Although the client/server model is easy to understand, and the most commonly used, there are two other variations on the theme. The first is the use of multiple threads and the second is a model called server/subserver that's sometimes useful for general design, but really shines in network-distributed designs. The combination of the two can be extremely powerful, especially on a network of SMP boxes!
As we discussed in Processes and threads, BlackBerry 10 OS has the ability to run multiple threads of execution in the same process. How can we use this to our advantage when we combine this with message passing?

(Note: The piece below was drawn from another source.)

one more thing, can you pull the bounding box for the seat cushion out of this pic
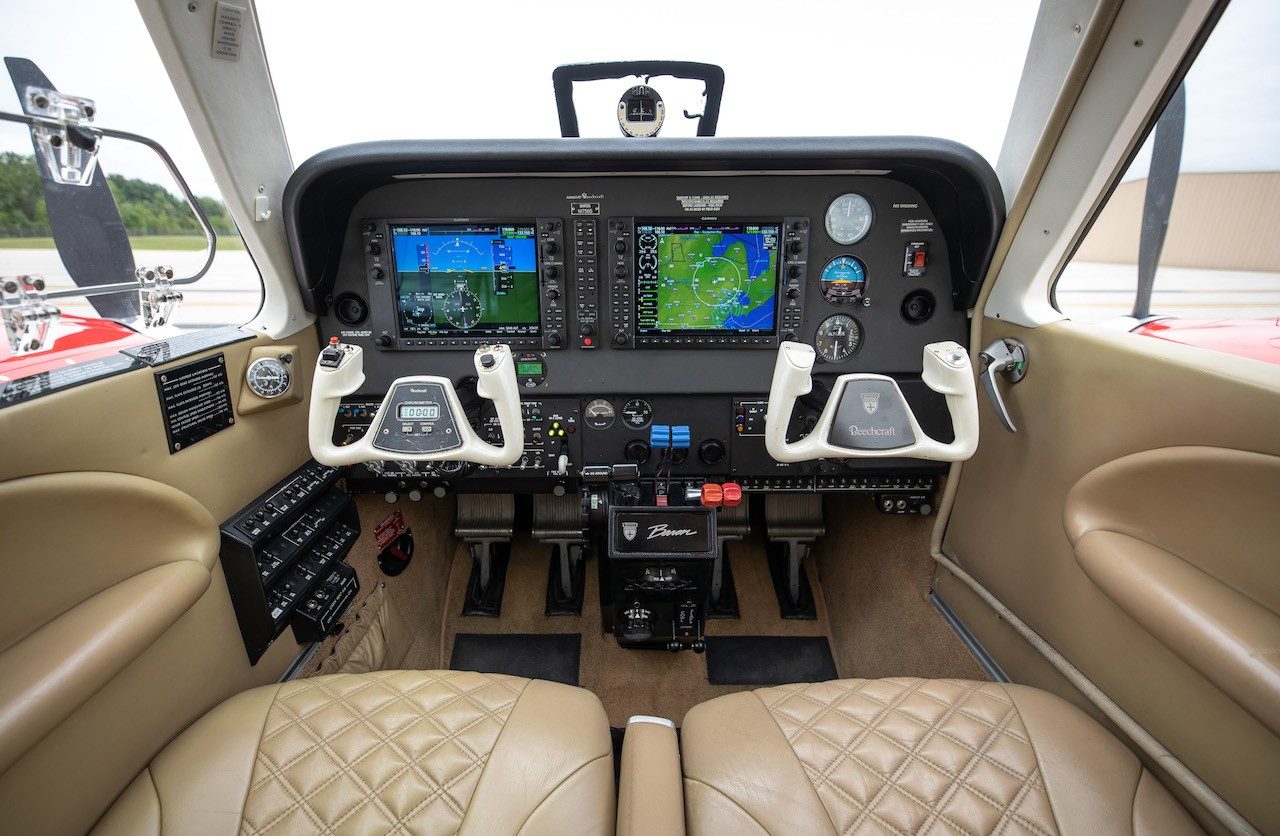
[681,677,1201,835]
[93,670,615,836]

The answer is fairly simple. We can start a pool of threads (using the thread_pool_*() functions that we talked about in Processes and threads), each of which can handle a message from a client:
This way, when a client sends us a message, we really don't care which thread gets it, as long as the work gets done. This has a number of advantages. The ability to service multiple clients with multiple threads, versus servicing multiple clients with just one thread, is a powerful concept. The main advantage is that the kernel can multitask the server among the various clients, without the server itself having to perform the multitasking.

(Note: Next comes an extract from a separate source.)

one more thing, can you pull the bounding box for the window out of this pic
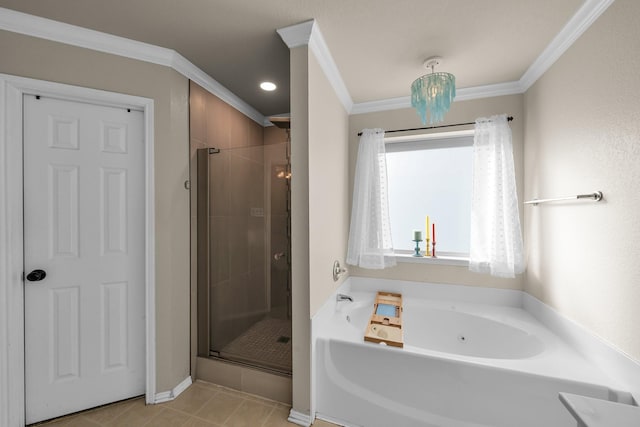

On a single-processor machine, having a bunch of threads running means that they're all competing with each other for CPU time.
But, on an SMP box, we can have multiple threads competing for multiple CPUs, while sharing the same data area across those multiple CPUs. This means that we're limited only by the number of available CPUs on that particular machine.
Let's look at the server/subserver model, and then we'll combine it with the multiple threads model. In this model, a server still provides a service to clients, but because these requests may take a long time to complete, we need to be able to start a request and still be able to handle new requests as they arrive from other clients.
If we tried to do this with the traditional single-threaded client/server model, once one request was received and started, we wouldn't be able to receive any more requests unless we periodically stopped what we were doing, took a quick peek to see if there were any other requests pending, put those on a work queue, and then continued on, distributing our attention over the various jobs in the work queue. Not very efficient. You're practically duplicating the work of the kernel by time slicing between multiple jobs!
Imagine what this would look like if you were doing it. You're at your desk, and someone walks up to you with a folder full of work. You start working on it. As you're busy working, you notice that someone else is standing in the doorway of your cubicle with more work of equally high priority (of course)! Now you've got two piles of work on your desk. You're spending a few minutes on one pile, switching over to the other pile, and so on, all the while looking at your doorway to see if someone else is coming around with even more work.
The server/subserver model would make a lot more sense here. In this model, we have a server that creates several other processes (the subservers). These subservers each send a message to the server, but the server doesn't reply to them until it gets a request from a client. Then it passes the client's request to one of the subservers by replying to it with the job that it should perform. The following diagram illustrates this. Note the direction of the arrows — they indicate the direction of the sends!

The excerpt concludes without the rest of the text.